Immagino sia stato il momento in cui ha avuto più paura in vita sua.
«Pensare che eravamo tutti insieme, dopo l’Europeo. Ci siamo svegliati la mattina e Matteo si comportava in maniera strana. Allora siamo andati in ospedale e ci siamo usciti dopo 25 giorni».

Ricorda i pensieri dei quel periodo?
«La scala delle priorità cambia, guardi le cose da un’altra prospettiva. Nella sfortuna, abbiamo avuto la fortuna che tutto si sia risolto per il meglio: episodi così ti uniscono ancora di più».

I leoni tatuati sulla spalla sono i suoi figli?
«Sì, li ho fatti passata la paura. Quello più “coraggioso” è Matteo. Mentre quello più attento, curioso, è Lorenzo».

Anche Lorenzo però è stato coraggioso a mettersi la maglia del Torino durante il derby.
«Mia moglie non mi aveva detto né che lui gliel’aveva chiesta né tantomeno che lei gliel’aveva comprata. Così, quando io gli ho detto mettiamoci la maglia della Juventus per vedere la partita, lui mi ha detto “no, io ne ho un’altra”».

E lei?
«Nulla, me lo sono visto apparire dalla camera vestito granata. Mi sono fatto una risata e gli ho fatto la foto che poi ho postato sui social».

Gli stessi social dove in estate è stato bersagliato. Lei legge i commenti? Ce n’è uno a cui avrebbe voluto rispondere?
«Sì, io leggo quasi tutto. E quando ti insultano la famiglia, soprattutto dopo che hai passato certe cose, ti sale il veleno dentro. Vorresti andarli a prendere a casa, poi magari sono gli stessi che ti chiedono un selfie se ti incontrano. Certo, bisogna farsi scivolare addosso certi commenti e concentrarsi sul resto. I social sono pericolosi, ma possono essere anche importanti per far passare messaggi positivi».

Lei li usa molto. E ora lancia una nuova piattaforma web.
«Sì, è stata mia moglie Martina a portarmi dentro il mondo H-FARM dove ho trovato un grande gruppo. La parola d’ordine sarà interattività».

Ossia?
«Ci sarà anche un cartone animato, “Big”, un sorta di alter ego col quale racconterò aneddoti della mia vita su richiesta dei tifosi».
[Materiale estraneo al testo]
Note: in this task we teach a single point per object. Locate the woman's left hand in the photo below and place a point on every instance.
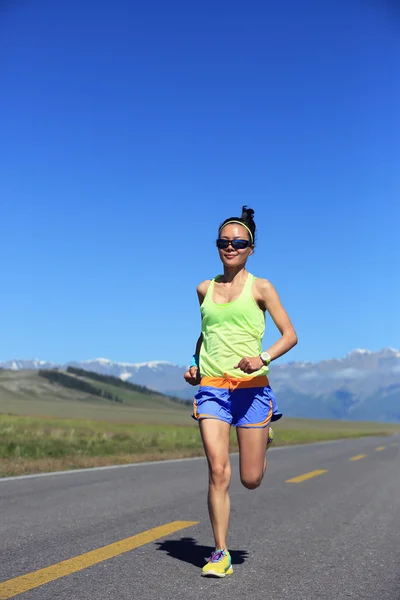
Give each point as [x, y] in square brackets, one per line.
[249, 364]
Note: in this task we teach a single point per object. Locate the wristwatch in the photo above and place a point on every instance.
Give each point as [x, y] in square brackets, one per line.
[265, 357]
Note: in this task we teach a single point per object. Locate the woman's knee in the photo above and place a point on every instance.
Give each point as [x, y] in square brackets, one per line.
[251, 481]
[220, 473]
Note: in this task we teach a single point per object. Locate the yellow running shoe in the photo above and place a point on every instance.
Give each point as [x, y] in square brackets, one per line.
[219, 564]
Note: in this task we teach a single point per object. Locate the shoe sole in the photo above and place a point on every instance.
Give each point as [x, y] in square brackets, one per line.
[219, 575]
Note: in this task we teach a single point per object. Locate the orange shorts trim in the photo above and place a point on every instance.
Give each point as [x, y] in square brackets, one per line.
[232, 383]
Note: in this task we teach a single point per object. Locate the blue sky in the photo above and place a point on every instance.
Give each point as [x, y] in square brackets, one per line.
[129, 131]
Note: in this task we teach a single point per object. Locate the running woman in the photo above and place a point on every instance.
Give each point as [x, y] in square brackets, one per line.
[232, 372]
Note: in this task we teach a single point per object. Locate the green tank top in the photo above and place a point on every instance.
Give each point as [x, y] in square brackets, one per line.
[230, 332]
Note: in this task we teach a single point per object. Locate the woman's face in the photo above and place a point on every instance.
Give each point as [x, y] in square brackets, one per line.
[230, 256]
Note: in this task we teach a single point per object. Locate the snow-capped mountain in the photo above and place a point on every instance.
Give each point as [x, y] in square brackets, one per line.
[361, 385]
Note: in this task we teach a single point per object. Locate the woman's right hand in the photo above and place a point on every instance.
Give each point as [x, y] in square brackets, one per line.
[192, 376]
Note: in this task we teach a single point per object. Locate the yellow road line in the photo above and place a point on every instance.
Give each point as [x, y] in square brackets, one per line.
[306, 476]
[13, 587]
[358, 457]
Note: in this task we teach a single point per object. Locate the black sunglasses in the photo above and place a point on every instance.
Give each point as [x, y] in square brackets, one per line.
[222, 244]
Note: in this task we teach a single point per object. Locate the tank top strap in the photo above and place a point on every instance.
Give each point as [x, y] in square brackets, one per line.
[248, 285]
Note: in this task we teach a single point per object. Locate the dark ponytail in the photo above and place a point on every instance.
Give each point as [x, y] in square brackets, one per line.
[246, 218]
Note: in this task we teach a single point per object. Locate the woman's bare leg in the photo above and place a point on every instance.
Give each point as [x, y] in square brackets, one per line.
[215, 436]
[252, 449]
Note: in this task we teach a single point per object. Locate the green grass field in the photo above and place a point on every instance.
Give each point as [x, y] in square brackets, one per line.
[45, 427]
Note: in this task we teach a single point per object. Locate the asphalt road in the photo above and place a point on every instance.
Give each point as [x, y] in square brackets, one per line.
[334, 535]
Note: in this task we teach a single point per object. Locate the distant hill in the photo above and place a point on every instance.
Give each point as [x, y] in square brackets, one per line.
[66, 393]
[363, 385]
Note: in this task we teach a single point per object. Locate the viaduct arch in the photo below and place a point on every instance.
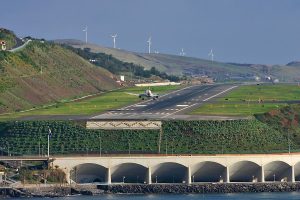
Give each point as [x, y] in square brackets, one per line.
[182, 169]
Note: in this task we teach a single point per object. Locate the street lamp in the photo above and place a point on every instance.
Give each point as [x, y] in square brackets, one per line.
[7, 148]
[100, 147]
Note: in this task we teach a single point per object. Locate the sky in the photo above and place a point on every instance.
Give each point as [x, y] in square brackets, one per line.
[242, 31]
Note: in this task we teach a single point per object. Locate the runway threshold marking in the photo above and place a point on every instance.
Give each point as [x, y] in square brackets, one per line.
[219, 93]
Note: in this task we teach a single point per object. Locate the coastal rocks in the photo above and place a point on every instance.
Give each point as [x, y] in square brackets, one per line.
[201, 188]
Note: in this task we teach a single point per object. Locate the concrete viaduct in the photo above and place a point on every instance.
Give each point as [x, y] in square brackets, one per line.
[181, 169]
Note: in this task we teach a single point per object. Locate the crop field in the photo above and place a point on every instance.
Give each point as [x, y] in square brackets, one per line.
[103, 102]
[178, 137]
[251, 99]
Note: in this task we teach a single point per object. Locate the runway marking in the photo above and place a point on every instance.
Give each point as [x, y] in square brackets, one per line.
[219, 93]
[140, 105]
[179, 110]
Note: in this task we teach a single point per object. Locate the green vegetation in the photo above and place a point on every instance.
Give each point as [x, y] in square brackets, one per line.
[286, 120]
[180, 137]
[180, 65]
[45, 73]
[251, 99]
[93, 105]
[116, 66]
[9, 37]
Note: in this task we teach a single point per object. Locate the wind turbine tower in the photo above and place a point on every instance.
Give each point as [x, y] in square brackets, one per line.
[85, 30]
[182, 53]
[211, 55]
[114, 39]
[149, 44]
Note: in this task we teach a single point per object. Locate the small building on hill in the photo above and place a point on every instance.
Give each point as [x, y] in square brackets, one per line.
[3, 45]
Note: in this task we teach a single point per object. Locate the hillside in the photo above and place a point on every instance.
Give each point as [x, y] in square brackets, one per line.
[179, 137]
[179, 65]
[10, 38]
[43, 73]
[285, 120]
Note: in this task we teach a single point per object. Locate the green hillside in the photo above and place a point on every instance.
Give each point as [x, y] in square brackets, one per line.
[178, 65]
[178, 137]
[9, 37]
[43, 73]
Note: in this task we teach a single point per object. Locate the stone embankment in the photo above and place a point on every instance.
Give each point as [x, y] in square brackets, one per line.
[60, 191]
[202, 188]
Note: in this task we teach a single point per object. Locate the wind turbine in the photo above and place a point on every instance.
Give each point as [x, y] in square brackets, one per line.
[114, 39]
[85, 30]
[149, 44]
[211, 55]
[182, 53]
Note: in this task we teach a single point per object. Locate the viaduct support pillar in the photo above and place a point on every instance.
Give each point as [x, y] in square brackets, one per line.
[293, 173]
[262, 174]
[227, 175]
[149, 173]
[108, 176]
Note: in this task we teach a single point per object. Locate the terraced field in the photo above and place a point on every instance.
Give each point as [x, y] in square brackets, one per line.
[178, 137]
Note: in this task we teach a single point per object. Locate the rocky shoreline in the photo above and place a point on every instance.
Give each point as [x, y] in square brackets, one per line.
[67, 190]
[201, 188]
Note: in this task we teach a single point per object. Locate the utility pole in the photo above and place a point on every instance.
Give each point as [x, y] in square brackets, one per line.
[100, 146]
[40, 147]
[289, 141]
[48, 145]
[49, 135]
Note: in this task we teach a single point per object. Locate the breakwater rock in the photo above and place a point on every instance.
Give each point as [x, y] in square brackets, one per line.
[201, 188]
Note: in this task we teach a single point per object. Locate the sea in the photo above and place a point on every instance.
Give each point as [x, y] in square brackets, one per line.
[235, 196]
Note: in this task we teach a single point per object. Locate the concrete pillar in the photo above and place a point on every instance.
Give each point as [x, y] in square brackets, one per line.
[262, 174]
[227, 175]
[108, 176]
[149, 173]
[189, 176]
[293, 173]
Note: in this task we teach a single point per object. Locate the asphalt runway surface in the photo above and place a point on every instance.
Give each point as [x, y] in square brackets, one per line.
[173, 105]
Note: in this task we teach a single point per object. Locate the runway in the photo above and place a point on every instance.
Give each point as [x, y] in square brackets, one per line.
[173, 105]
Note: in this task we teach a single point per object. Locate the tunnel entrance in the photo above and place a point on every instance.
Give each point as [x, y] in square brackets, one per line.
[208, 172]
[245, 171]
[169, 173]
[88, 173]
[278, 171]
[129, 173]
Anche le presunte liti negli spogliatoi con alcuni compagni?
«Ci saranno anche aneddoti di campo. Ma non c’è niente di vero in tutto quello che è stato scritto riguardo all’intervallo della finale di Champions».


Ha un ricordo in cui sua moglie è stata particolarmente importante?
«Il primo anno alla Juventus, quando spesso andavo in panchina e non ero contento del rendimento. Stavo per trasferirmi a San Pietroburgo, lì mi è stata vicina ed è stata fondamentale».

Quando appenderà le scarpette, vedremo anche lei in Federazione?
«Io voglio provare a fare l’allenatore. Ma prima, a carriera conclusa, voglio farmi qualche bel viaggio con tutta la famiglia. Prima tappa, il Perù».